Yatzhee and Reinforcement Learning

Introduction

Yatzee is playing poker with dice (sort of). It is a game for one to four players. All players have to score certain combinations of dices. For each combination scored a player gain points. The game ends when all the combinations have been scored.

The probabilistic nature of the game makes it an interesting problem for learning algorithms, though the problem of learning a good playing strategy is not obvious.I think that yatzhee serves a good example for learning strategies with reinforcement learning techniques.

The Yathzee game

The game is built of turns. All players, If more then one, take turns one after eachother. In each turn the player have up to three rounds. In each round the player throws up to five 6-d dices. Then the player chooses which dices are "good" base for a combination and he 'fix' them.'Fixing' means the dice is not thrown again in the next rounds and its' current value remains till the end of the turn. In the next round the player throws all the dices that are not Fixed yet and fix some more "good" dices. In the third turn all the dices are fixed and a score is taken for the round. If all the dices are fixed before the third round the turn ends and score is taken.

Yathzee Dice Combination

Chance: Any combination is valid. Scores points in hand.
Three of a kind : Scores points in hand if you have three dice of the same kind. e.g. 5-5-5-4-2 scores 21 points.
Four of a kind : Scores points in hand if you have four dice of the same kind. e.g. 6-6-6-6-3 scores 27 points.
Small straight : Scores a fixed 25 points if you have 4 dice on a row. e.g. 1-2-3-4-6.
Large straight : Scores 30 points if you have 5 dice on a row. e.g. 2-3-4-5-6.
Full house : Scores a fixed 25 points if you have 3 of a kind AND 2 of a kind. e.g. 3-3-3-5-5
Yatzee : Scores a fixed 50 points if you have 5 of a kind. e.g. 4-4-4-4-4 This is the only category to which you can score more than once.
Ones,Twos,Threes,Fours and Sixes :Score the sum of dices in the combination e.g. 4-4-3-1-4 scores 12.

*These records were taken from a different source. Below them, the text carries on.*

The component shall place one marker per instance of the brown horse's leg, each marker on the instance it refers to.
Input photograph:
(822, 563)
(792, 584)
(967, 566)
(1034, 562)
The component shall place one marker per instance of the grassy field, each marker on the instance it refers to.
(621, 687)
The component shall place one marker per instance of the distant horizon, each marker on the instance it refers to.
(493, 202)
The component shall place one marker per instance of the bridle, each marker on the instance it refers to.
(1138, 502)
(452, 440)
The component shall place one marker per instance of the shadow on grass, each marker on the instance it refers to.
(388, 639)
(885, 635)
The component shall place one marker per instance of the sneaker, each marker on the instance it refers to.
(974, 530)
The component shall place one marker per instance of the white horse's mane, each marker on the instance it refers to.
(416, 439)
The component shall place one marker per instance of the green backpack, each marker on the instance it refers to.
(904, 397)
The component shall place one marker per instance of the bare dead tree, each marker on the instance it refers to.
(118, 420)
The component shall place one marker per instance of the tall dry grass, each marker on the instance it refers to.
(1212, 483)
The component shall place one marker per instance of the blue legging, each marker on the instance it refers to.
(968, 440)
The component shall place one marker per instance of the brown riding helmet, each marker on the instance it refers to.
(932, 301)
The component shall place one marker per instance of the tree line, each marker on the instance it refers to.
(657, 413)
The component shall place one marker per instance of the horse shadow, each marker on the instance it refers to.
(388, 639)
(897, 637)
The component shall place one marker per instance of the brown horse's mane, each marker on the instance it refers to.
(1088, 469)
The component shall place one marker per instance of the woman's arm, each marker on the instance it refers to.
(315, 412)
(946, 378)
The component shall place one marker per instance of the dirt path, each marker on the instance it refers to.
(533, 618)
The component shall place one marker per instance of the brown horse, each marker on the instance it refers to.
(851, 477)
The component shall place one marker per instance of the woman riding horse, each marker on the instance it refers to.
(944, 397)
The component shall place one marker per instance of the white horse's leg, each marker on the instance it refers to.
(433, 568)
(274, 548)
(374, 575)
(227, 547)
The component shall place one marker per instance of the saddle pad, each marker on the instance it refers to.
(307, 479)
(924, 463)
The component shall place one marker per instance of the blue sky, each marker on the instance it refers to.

This program implements a simplified version of the game of Yatzee The game is for One player.Further more, not all thirteen combinations are needed but only four: Three Of a kind, Four a kind, Big Yathzee & Small Yathzee.

Learning

The algrothim used is SARSA algorithm. The algorithm is an on-line algorithm. It has a set of states (S). Each state has a set of action (A) that it can do. The last input is a value function (r(s,a)). The algorithm samples in each new turn (t+1) a new state and action and updates global set of values (Q) of the previous turn (t) due to the formula:

The set of states is all dice combinations which appear in any subgroup of five dices. The order of the combination doesn't matter and it includes repetitions(e.g "666" counts). The statistical compution involves Niyutons' Binomial results 467 states. When discarding of all the five dices states, the number of states decreases to 209. We can eliminate those state and treat them as one "end" state

As for the set of actions. In first appearence there seem to be two actions: choose dice and finish round, but those action don't give us any information. When examine the problem we see those action are actually the same. To "finish round" is actually to choose all dices.So now there is only one action, but in order to gain information there must be more then one action. I took a naive approach and consider every dice combination without order considiration to be an action. That result, as in the number of states calculation, 467 actions. In order to decrease the number of actions I shrinked all five-dice actions that are not a valid yatzee combination to the same state. As result the number of actions droped to 228.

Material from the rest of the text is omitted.